Critics say that the coin has no real money value. It mostly works as a guess item. There are also worries about possible unfair deals since the Trump Organization holds 80% of the coin’s part.
Also, the next start of Melania Trump’s $MELANIA coin has added to market chaos. These changes show the risky kind of ͏meme coins and point out the dangers for buyers. People in the market should be careful, because the future path of $TRUMP and like things is not clear.
Lightchain AI Utility-Driven Alternative for Smart Investors
The backbone of Lightchain AI is designed to tackle the challenges of tomorrow with unmatched efficiency and innovation
At its core lies the Artificial Intelligence Virtual Machine (AIVM), a dedicated layer built specifically for AI tasks such as model training and inference, seamlessly integrated into the blockchain for peak performance.
Complementing this is the revolutionary Proof of Intelligence (PoI), a unique consensus mechanism that not only secures the network but also incentivizes nodes to perform valuable AI computations.
To ensure scalability, Lightchain AI incorporates advanced technologies like sharding and Layer 2 solutions, enabling it to handle high-speed, high-throughput AI tasks effortlessly. This robust infrastructure positions Lightchain AI as a powerful, utility-driven solution for future-facing smart investors.
From Noise to Innovation Future of Crypto
The fall of Donald and Melania Trump’s meme coins highlights a hard lesson for the crypto world: hype alone won’t last.
Enter Lightchain AI—a utility-driven project that’s turning heads and redefining what blockchain technology can do. This isn’t just another fleeting trend; it’s a movement toward real innovation and lasting impact.
For investors hungry for sustainable growth and meaningful returns, Lightchain AI is leading the charge. With an impressive presale performance and groundbreaking features, it’s primed to shape the next wave of blockchain advancements. Ready to join the future?
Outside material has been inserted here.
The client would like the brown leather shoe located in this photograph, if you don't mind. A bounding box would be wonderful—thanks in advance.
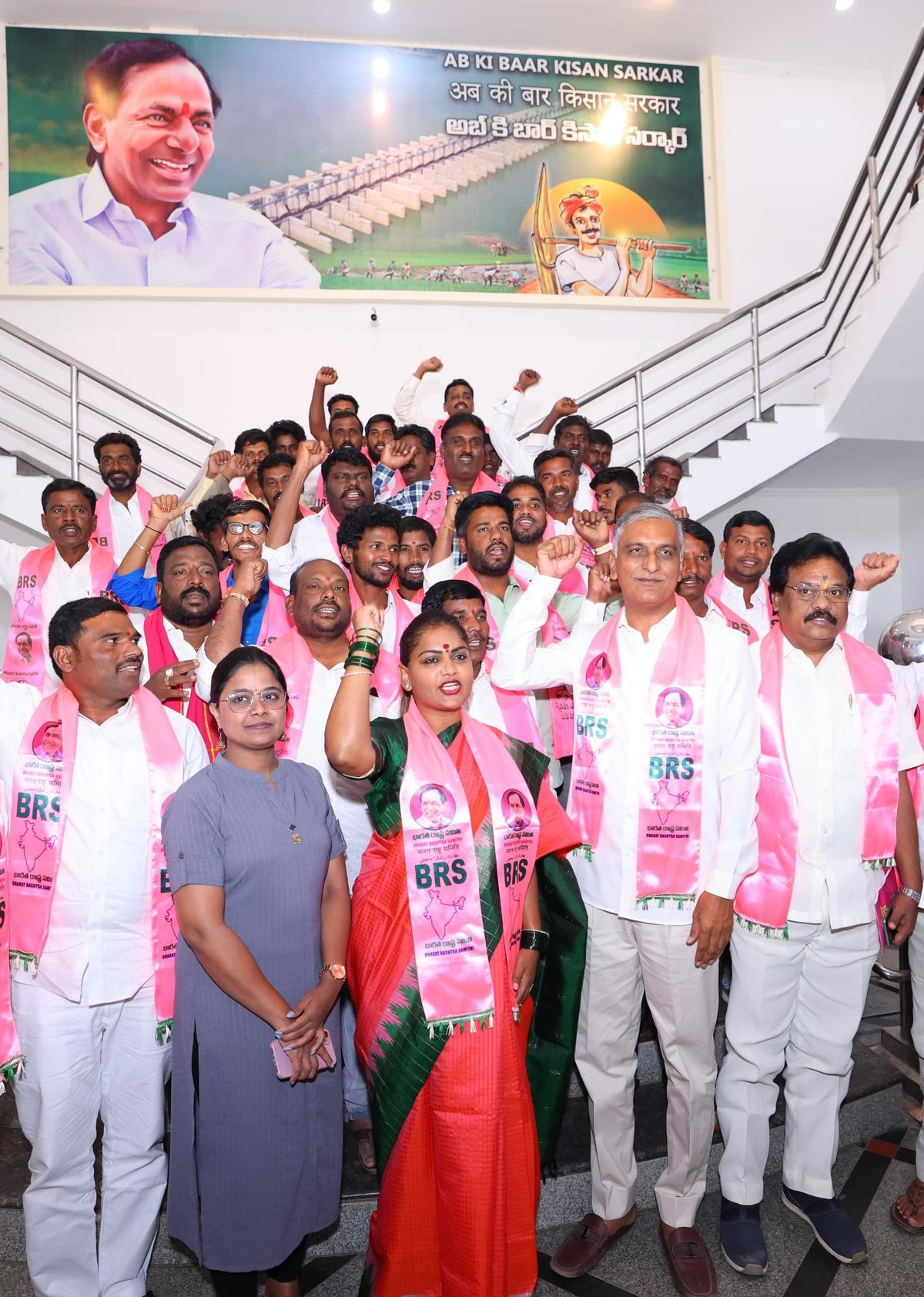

https://lightchain.ai/lightchain-whitepaper.pdf
https://t.me/LightchainProtocol
Disclaimer: This is a sponsored article and is for informational purposes only. It does not reflect the views of Crypto Daily, nor is it intended to be used as legal, tax, investment, or financial advice.
CryptoCurrency
Asset tokenization can unlock financial inclusion for LATAM’s unbanked
Blockchain-powered asset tokenization is set to reshape Latin America’s financial systems, driving efficiency, inclusion and transparency.